IŞİD’in yakarak şehit ettiği Türk askerlerinin serbest kalması için görüşmeler yürüten MİT’in pazarlıkta anlaşılamaması sonrası askerleri kanlı terör örgütünün insafına bıraktığı ortaya çıktı.
İşte MİT’in IŞİD’in insafına terk ettiği Sertar Taş’la ilgili yaptığı pazarlıklar:
Kilis’in Yavuzlu köyü sınırları içerisinde bulunan Şehit Mehmet Hudut Karakolu’na düzenlenen IŞİD saldırısında 1 askerimiz şehit oldu, 1 askerimizin de kaybolduğu açıklandı. Daha sonra, kaybolan askerin çatışmada yaralandığı ve 18.00 sularında sınıra gelen IŞİD militanları tarafından silahıyla kaçırıldığı anlaşıldı. Bu askerin adının Iğdır nüfusuna kayıtlı Serter Taş olduğu bildirildi.

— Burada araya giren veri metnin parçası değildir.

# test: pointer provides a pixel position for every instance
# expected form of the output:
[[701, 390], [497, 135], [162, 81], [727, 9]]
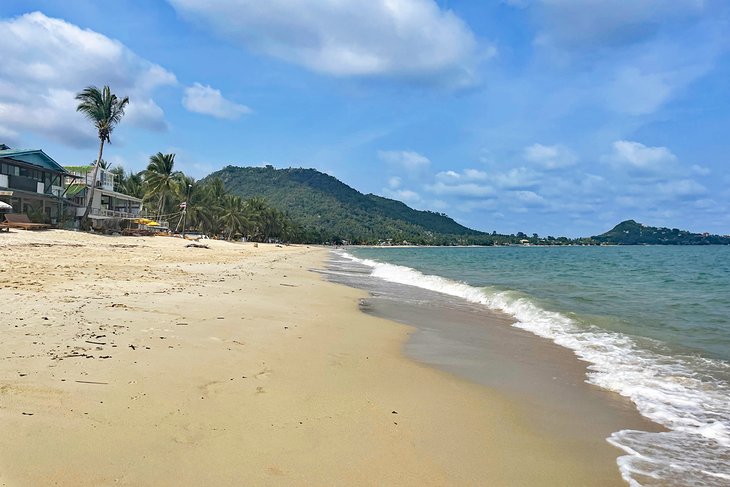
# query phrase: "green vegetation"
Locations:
[[630, 232], [105, 111], [327, 210], [210, 208]]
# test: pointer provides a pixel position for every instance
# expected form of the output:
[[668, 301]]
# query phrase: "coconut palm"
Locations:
[[105, 111], [161, 178]]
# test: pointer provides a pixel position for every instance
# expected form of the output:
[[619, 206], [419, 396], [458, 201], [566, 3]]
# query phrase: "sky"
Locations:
[[556, 117]]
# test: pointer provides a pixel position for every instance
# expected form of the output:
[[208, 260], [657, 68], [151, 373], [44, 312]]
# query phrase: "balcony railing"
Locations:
[[104, 213], [104, 179]]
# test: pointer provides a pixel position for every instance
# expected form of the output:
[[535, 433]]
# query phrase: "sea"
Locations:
[[652, 322]]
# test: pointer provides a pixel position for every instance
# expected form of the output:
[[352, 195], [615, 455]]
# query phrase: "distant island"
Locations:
[[326, 210]]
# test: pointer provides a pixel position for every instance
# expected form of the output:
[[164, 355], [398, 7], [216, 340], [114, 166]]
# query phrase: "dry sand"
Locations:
[[138, 361]]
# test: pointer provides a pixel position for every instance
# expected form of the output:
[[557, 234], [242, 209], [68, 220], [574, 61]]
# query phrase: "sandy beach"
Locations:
[[138, 361]]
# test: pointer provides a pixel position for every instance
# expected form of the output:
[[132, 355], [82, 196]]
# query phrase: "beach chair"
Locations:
[[21, 220]]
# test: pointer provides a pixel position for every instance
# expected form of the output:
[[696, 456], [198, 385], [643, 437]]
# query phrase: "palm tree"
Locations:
[[161, 179], [233, 215], [105, 111]]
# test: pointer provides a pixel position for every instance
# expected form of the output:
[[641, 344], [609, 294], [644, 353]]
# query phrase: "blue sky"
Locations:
[[561, 117]]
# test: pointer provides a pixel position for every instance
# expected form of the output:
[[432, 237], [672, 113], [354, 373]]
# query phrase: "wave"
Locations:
[[679, 392]]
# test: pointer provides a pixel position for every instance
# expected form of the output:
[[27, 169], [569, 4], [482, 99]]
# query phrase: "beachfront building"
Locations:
[[108, 204], [32, 183]]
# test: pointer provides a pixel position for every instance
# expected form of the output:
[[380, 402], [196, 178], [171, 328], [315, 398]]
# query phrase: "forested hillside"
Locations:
[[630, 232], [329, 210]]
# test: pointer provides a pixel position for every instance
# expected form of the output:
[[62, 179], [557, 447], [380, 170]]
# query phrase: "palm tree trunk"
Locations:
[[85, 218], [162, 205]]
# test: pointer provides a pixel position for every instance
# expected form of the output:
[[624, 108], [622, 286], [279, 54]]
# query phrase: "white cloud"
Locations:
[[409, 160], [470, 190], [405, 38], [681, 188], [590, 23], [550, 156], [404, 195], [46, 61], [466, 175], [636, 155], [394, 182], [516, 178], [529, 198], [209, 101]]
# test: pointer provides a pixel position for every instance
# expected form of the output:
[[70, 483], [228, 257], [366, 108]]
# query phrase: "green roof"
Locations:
[[34, 157], [80, 169]]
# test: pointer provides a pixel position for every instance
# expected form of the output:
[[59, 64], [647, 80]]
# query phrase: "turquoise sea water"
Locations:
[[653, 322]]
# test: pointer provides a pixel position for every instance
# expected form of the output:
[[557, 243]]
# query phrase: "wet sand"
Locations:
[[138, 361], [546, 382]]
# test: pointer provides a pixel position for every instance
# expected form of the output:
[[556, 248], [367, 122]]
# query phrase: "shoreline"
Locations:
[[472, 342], [138, 361]]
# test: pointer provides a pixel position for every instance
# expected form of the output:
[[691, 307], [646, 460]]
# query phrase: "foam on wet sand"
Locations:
[[138, 361]]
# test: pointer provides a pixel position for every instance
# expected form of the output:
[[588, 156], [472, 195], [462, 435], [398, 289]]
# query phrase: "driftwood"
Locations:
[[197, 246]]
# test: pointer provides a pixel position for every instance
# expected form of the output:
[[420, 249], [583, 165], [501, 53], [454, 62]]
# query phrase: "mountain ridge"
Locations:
[[330, 210]]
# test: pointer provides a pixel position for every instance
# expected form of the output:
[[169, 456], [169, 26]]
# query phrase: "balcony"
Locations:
[[104, 178], [104, 213]]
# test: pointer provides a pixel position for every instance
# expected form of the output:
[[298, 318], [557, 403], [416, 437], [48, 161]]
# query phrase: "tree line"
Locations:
[[209, 208]]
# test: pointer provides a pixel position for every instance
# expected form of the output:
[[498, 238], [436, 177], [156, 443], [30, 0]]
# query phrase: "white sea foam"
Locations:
[[677, 392]]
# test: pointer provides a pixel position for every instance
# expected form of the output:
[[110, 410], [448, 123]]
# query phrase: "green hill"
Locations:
[[630, 232], [329, 210]]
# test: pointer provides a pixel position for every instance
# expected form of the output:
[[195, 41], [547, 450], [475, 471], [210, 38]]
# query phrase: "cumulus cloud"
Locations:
[[209, 101], [550, 156], [635, 155], [46, 61], [394, 182], [407, 38], [468, 190], [636, 56], [404, 195], [409, 160], [590, 23]]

MİT, 1 Eylül’de Kilis sınırında kaçırılan 21 yaşındaki Serter Taş’la ilgili Eylül ayı ortasında IŞİD’le temasa geçerek önce askerin sağ olup olmadığını öğrenmeye çalıştı. “Sağlık durumu iyi. Sadece ayağından hafif yaralı. Onun dışında ciddi bir sorunu yok” yanıtı sonrası MİT, askerin sağ olduğuna dair kanıt istedi. IŞİD de askerin tutulduğu cezaevindeki fotoğrafını gönderdi.
Askerin sağ ve sağlığının iyi olduğuna kanaat getiren MİT, terör örgütüne “Taş’ı serbest bırakmak için ne istiyorsunuz?” diye sordu. IŞİD’in sözde “Türkiye’den sorumlu dış ilişkiler yetkilisi” de anlaşma maddelerini yakında ileteceklerini açıkladı.
Rakka’daki teröristlerle yapılan bu görüşme, kayıtlara göre WhatsApp üzerinden gerçekleşti.
Taş’ın da örgüte, “Beni bırakacak mısınız?” diye sorduğu, örgütün de anlaşma sağlandığı takdirde serbest kalacağını söylediği öğrenildi. Rakka’daki Usame Bin Ladin Hastanesi’nde tedavi edildikten sonra merkez cezaevine götürülen Taş, tek kişilik hücreye kondu.
IŞİD, Türk askerini kaçırma sebebini “Türkiye’de tutuklu olan militanlarının serbest bırakılması ve Türkiye’nin kendilerine yönelik operasyonları durdurması” olarak açıkladı.
IŞİD TÜRKİYE’DEN 200 MİLİTANININ İSTEDİ
Kısa bir süre sonra IŞİD, kaçırdığı Türk askeri Serter Taş’ın serbest bırakılması için kendisiyle görüşen Milli İstihbarat Teşkilatı (MİT) heyetine, askerin takasına karşılık Türkiye’de tutuklu bulunan 200 üyesinin serbest bırakılması talebini iletti, Erdoğan rejimi teklifi değerlendirmeye aldı.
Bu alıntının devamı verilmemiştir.